Posted in: Gas Prices,
by Patrick DeHaan on Sep 7, 2010 01:29 PM
As summer comes to a close, so does the peak demand season for motor gasoline in the United States. Typically, gasoline prices weaken in the autumn months as demand for gasoline drops. Here are some supply and demand numbers from this summer and how this year compared to last year and years past.
We began summer 2010 (Memorial Day weekend) with nearly 219 million barrels of gasoline in inventories. This compared to 203 million in 2009, 209 million in 2008, 198 million in 2007, and 209 million in 2006.
We're finishing summer 2010 (Labor Day weekend) with 225.5 million barrels of gasoline available. This compares to 205 million in 2009, 194 million in 2008, 191 million in 2007, and 206 million in 2006.

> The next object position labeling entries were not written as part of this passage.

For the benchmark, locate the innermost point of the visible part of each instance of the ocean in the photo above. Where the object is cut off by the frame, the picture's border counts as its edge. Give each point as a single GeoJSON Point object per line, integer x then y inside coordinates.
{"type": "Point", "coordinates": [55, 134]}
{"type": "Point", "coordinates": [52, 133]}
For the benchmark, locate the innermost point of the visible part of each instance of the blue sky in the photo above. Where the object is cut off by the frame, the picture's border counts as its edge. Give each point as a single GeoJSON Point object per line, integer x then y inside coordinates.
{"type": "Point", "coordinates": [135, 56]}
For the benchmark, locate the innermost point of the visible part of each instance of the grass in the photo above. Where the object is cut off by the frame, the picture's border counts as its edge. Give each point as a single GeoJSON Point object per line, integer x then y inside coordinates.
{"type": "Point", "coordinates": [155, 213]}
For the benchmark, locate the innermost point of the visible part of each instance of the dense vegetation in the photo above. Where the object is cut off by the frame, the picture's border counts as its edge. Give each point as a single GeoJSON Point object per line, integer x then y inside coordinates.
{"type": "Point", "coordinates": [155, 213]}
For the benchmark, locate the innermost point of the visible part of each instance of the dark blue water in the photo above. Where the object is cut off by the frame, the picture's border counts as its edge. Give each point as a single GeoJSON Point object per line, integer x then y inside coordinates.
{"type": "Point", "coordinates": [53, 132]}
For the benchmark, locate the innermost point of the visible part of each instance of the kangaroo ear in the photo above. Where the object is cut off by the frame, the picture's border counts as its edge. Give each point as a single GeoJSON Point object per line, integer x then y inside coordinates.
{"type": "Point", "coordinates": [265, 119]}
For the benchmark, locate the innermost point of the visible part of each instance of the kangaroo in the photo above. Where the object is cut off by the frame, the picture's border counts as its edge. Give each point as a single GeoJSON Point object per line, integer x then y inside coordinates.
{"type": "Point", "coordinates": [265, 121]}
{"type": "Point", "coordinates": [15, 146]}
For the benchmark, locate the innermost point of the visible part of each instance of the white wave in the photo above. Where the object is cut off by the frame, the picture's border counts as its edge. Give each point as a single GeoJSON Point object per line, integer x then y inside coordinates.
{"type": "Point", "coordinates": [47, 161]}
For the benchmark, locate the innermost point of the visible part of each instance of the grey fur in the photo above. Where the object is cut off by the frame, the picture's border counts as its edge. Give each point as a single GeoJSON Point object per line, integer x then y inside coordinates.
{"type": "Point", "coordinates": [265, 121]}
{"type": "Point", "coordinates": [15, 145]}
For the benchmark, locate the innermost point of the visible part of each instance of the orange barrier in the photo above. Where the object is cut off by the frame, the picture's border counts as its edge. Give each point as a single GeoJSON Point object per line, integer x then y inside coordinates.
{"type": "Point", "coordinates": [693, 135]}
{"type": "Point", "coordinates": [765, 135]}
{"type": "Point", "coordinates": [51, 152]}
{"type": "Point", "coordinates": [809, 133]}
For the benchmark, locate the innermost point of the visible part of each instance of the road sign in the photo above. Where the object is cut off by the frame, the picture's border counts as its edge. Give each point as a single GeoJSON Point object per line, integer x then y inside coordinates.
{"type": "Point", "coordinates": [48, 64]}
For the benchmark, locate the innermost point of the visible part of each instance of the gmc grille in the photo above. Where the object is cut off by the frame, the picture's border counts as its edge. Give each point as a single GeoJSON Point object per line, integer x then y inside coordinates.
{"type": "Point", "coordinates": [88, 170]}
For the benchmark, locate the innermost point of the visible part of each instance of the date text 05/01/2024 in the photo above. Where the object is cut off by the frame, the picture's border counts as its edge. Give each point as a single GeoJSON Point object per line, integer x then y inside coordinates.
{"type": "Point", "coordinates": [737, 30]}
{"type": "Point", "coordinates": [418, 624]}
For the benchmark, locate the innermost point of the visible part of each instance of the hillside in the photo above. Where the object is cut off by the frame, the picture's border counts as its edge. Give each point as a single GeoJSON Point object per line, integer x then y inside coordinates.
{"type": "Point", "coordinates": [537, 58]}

Demand for motor gasoline during this summer averaged 9.35 million barrels per day. This compares to 2009 when demand averaged 9.18mbpd. In 2008, average demand was 9.37 million barrels per day, in 2007, the number was 9.60mbpd. You can see that as the economy collapsed, demand dropped. However, the economy has since improved slightly and demand is edging higher.
Looking at numbers provided by the Department of Transportation, miles driven across the country rose in May 2010 compared to 2009. Travel on all roads and streets changed by 0.1% (0.3 billion vehicle miles) for May 2010 as compared with May 2009. For June, the number compared to last year grew a large amount. Travel on all roads and streets changed by 1.3% (3.4 billion vehicle miles) for June 2010 as compared with June 2009.
When all this is said and done, supply for this time of year is the highest its been since records started being kept in 1990. I suspect that prices this autumn will move lower, especially in late-September and October as many areas usher in winter-spec gasoline.